Yesterday, I walked with my 18 year-old son up to our county's Board of Elections office (Yes "walked"... sometimes there are perks to living in a small town aside from the rampant gossip and unsolicited advice about how to raise your children) where he filled out the required paperwork and became an official registered voter.

I'll admit that I'm pretty proud. This is kind of a momentous occasion for me.  It means that I have now successfully reared an adult who does his own laundry, is gainfully employed, and is a registered voter.  He still lives with his parents, but by most standards he would be classified as a responsible adult. I'm feeling like a fairly successful parent.

He noticed I was kind of beaming on the way back home. When I tried to explain how proud I was that he was so socially and politically engaged, so well-informed and culturally awake, he just shrugged insisting it was no big deal.

"Mom, if voting made any difference, they wouldn't let us do it."

That's my son.

I'm not sure if I'm more proud that he quoted Mark Twain or that he's so inherently cynical. (But seriously, with me for a mother, could he have turned out any differently?)

It might be true.  It often seems like one small vote doesn't make much difference. Candidates are largely chosen by the media and big contribution dollars from wealthy and politically powerful corporations. We find ourselves choosing constantly the lesser of two evils, which is still a vote for evil.  The system isn't so much broken as it is rigged.

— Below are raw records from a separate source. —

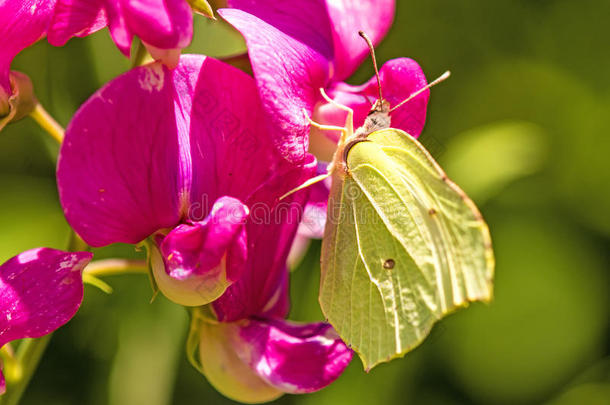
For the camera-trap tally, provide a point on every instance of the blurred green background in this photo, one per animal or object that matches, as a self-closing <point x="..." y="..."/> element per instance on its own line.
<point x="523" y="125"/>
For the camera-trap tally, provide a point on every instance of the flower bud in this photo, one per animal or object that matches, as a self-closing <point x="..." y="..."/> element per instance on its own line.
<point x="20" y="103"/>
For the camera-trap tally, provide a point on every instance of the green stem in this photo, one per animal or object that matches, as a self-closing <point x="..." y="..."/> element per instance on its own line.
<point x="110" y="267"/>
<point x="28" y="355"/>
<point x="48" y="123"/>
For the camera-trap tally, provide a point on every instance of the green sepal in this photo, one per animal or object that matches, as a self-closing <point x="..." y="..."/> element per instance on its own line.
<point x="202" y="7"/>
<point x="96" y="282"/>
<point x="198" y="315"/>
<point x="151" y="278"/>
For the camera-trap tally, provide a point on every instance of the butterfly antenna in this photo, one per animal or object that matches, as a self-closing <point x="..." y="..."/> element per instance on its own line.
<point x="441" y="78"/>
<point x="372" y="52"/>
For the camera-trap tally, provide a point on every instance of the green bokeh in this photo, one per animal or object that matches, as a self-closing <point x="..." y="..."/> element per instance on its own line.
<point x="523" y="124"/>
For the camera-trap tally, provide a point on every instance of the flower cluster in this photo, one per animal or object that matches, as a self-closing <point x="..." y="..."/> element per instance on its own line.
<point x="190" y="156"/>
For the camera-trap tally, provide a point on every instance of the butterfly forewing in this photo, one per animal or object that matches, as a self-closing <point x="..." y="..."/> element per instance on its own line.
<point x="405" y="247"/>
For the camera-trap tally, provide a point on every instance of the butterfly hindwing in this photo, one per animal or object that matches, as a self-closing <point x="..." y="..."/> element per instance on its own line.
<point x="404" y="246"/>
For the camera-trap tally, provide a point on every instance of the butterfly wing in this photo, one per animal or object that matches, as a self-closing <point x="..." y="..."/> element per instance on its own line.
<point x="403" y="247"/>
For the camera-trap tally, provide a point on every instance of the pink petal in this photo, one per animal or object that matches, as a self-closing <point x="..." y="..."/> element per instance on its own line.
<point x="225" y="370"/>
<point x="22" y="22"/>
<point x="76" y="18"/>
<point x="121" y="175"/>
<point x="290" y="49"/>
<point x="117" y="25"/>
<point x="399" y="79"/>
<point x="40" y="290"/>
<point x="262" y="290"/>
<point x="294" y="358"/>
<point x="195" y="249"/>
<point x="164" y="24"/>
<point x="374" y="17"/>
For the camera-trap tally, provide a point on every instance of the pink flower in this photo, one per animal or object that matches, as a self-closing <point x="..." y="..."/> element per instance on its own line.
<point x="22" y="22"/>
<point x="185" y="157"/>
<point x="182" y="157"/>
<point x="40" y="290"/>
<point x="164" y="26"/>
<point x="300" y="46"/>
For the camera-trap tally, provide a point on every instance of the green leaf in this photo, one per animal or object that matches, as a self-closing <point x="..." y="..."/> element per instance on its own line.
<point x="403" y="246"/>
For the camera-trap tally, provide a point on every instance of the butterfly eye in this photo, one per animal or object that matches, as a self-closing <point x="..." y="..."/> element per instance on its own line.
<point x="389" y="264"/>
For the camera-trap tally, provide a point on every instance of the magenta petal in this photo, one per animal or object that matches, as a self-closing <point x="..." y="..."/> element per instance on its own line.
<point x="314" y="216"/>
<point x="263" y="288"/>
<point x="40" y="290"/>
<point x="22" y="22"/>
<point x="290" y="49"/>
<point x="374" y="17"/>
<point x="76" y="18"/>
<point x="295" y="358"/>
<point x="120" y="174"/>
<point x="199" y="247"/>
<point x="164" y="24"/>
<point x="399" y="79"/>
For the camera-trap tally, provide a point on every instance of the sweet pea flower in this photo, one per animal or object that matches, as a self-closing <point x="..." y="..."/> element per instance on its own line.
<point x="40" y="290"/>
<point x="184" y="159"/>
<point x="247" y="350"/>
<point x="22" y="22"/>
<point x="164" y="26"/>
<point x="297" y="47"/>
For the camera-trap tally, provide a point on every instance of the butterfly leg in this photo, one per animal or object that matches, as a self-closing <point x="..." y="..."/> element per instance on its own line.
<point x="306" y="184"/>
<point x="322" y="126"/>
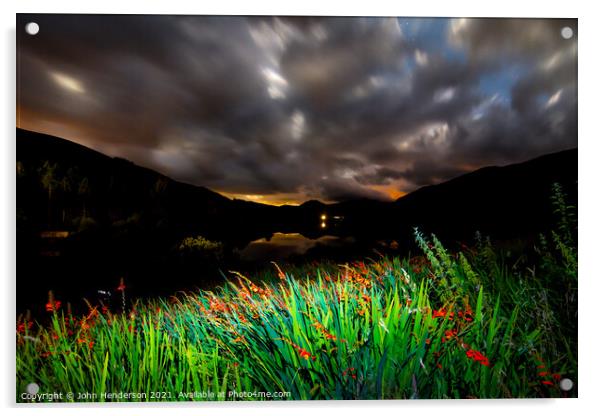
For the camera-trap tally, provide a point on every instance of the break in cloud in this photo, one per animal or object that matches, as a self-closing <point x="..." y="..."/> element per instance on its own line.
<point x="289" y="109"/>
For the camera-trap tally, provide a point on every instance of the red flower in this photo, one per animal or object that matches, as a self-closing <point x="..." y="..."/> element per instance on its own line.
<point x="440" y="313"/>
<point x="478" y="357"/>
<point x="304" y="354"/>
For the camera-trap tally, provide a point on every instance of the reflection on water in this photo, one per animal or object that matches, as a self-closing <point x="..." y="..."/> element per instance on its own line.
<point x="281" y="246"/>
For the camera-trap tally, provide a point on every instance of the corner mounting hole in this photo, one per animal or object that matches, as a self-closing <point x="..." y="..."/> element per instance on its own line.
<point x="32" y="28"/>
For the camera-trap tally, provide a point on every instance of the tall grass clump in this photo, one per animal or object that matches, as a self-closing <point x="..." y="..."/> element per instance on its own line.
<point x="465" y="324"/>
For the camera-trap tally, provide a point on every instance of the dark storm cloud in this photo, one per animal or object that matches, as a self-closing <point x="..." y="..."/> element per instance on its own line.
<point x="330" y="108"/>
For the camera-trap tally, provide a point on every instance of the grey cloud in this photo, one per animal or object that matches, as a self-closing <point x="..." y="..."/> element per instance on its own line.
<point x="325" y="107"/>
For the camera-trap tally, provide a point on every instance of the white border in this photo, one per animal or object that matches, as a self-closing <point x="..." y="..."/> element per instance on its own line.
<point x="590" y="374"/>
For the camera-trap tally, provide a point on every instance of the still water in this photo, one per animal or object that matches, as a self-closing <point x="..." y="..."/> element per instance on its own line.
<point x="282" y="246"/>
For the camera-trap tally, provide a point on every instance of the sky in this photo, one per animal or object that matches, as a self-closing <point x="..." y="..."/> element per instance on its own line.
<point x="287" y="109"/>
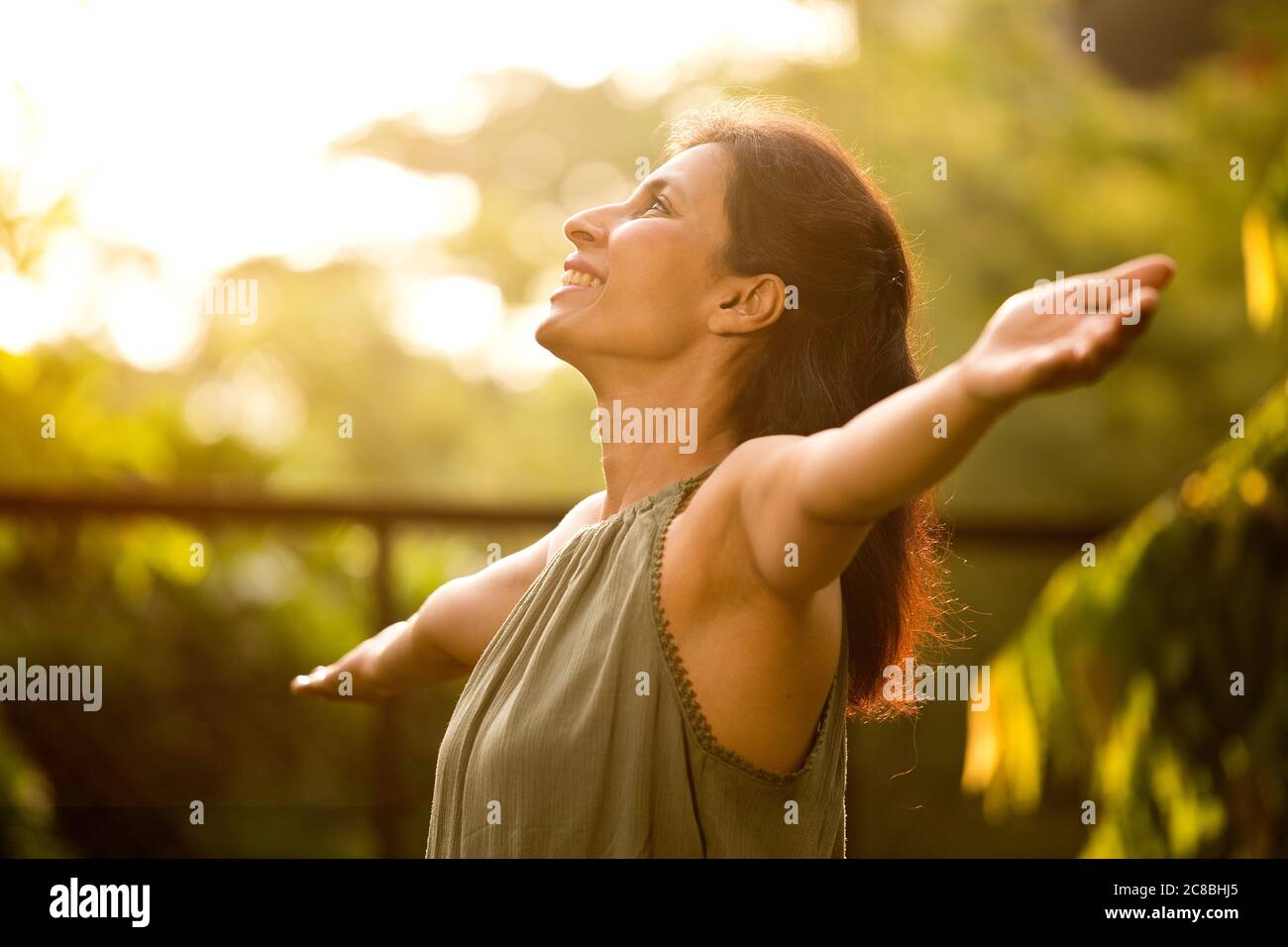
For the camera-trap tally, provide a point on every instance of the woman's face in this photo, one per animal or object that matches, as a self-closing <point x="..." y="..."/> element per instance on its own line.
<point x="653" y="256"/>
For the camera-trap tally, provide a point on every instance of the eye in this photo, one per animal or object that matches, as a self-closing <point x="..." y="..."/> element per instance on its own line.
<point x="658" y="204"/>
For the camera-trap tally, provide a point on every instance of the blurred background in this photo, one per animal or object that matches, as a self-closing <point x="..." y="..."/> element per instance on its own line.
<point x="227" y="231"/>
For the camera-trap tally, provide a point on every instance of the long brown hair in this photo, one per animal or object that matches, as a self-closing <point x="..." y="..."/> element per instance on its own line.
<point x="799" y="205"/>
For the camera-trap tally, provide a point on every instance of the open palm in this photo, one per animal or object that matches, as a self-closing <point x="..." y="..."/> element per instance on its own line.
<point x="1067" y="333"/>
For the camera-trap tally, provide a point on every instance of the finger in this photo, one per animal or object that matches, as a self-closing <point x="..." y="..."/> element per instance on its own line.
<point x="1136" y="309"/>
<point x="312" y="681"/>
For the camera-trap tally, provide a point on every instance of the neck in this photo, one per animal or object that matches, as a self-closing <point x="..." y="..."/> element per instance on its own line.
<point x="651" y="442"/>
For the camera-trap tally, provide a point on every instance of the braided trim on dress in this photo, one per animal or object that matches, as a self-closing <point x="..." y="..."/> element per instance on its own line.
<point x="688" y="698"/>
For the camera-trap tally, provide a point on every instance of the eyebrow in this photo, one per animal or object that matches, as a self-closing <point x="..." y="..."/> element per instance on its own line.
<point x="655" y="184"/>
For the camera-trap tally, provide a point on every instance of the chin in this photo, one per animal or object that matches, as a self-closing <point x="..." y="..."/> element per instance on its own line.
<point x="553" y="334"/>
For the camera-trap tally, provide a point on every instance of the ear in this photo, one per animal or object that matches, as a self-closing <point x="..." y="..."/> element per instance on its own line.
<point x="747" y="303"/>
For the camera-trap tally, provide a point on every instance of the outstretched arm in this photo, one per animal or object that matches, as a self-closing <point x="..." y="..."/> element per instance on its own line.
<point x="827" y="489"/>
<point x="449" y="633"/>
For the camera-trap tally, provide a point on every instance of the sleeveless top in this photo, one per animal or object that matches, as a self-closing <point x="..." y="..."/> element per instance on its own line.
<point x="578" y="735"/>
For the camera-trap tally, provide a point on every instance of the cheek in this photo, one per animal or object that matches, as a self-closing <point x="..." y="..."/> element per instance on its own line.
<point x="664" y="264"/>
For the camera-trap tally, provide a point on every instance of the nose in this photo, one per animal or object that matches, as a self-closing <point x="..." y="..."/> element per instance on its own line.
<point x="585" y="228"/>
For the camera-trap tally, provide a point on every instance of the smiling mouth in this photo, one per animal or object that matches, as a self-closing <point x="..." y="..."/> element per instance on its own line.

Still, our vote is our only power, however small it might be. The ballot box is the microphone that allows our tiny individual voices to be heard.  It's the only real chance we have to make change.  Climate change marches, Occupy movements,  million man marches, petitions to deport Justin Bieber... they are all just senseless chatter.  The voting booth is where voices are really heard.

Yes, my son is skeptical and cynical.  And he is convinced that our government has already been bought and paid for, that our politicians are just dogs loyal to the corporate hands that feed them, constantly turning deaf ears to the voices of their constituents.

He realizes that trusting politicians is dangerous, that believing the post-election world will magically conform to their campaign promises is naive.

He understands that American foreign policy is based on the meddling and corrupt economic self-interests of a giant bullying war machine and that it has been for more than a hundred years.

He sees that his peers are complacent and easily distracted by shiny fads and flashy electronic toys and the crazy antics of celebrities, and he understands that is just how the government likes things.

He gets how easily manipulated the masses are by government propaganda and promises of safety and security, while completely missing the bigger more important picture of dying liberty and personal rights and the smothering weight of taxes, and taxes, and more taxes.

He loves his country and he hopes for something better.  So he will still vote even though he is embarrassed and disgusted by what his government has become.

H.L. Mencken, early 20th century journalist, once said, "Every decent man is ashamed of the government he lives under."

I can at least rest assured that I've raised a decent man.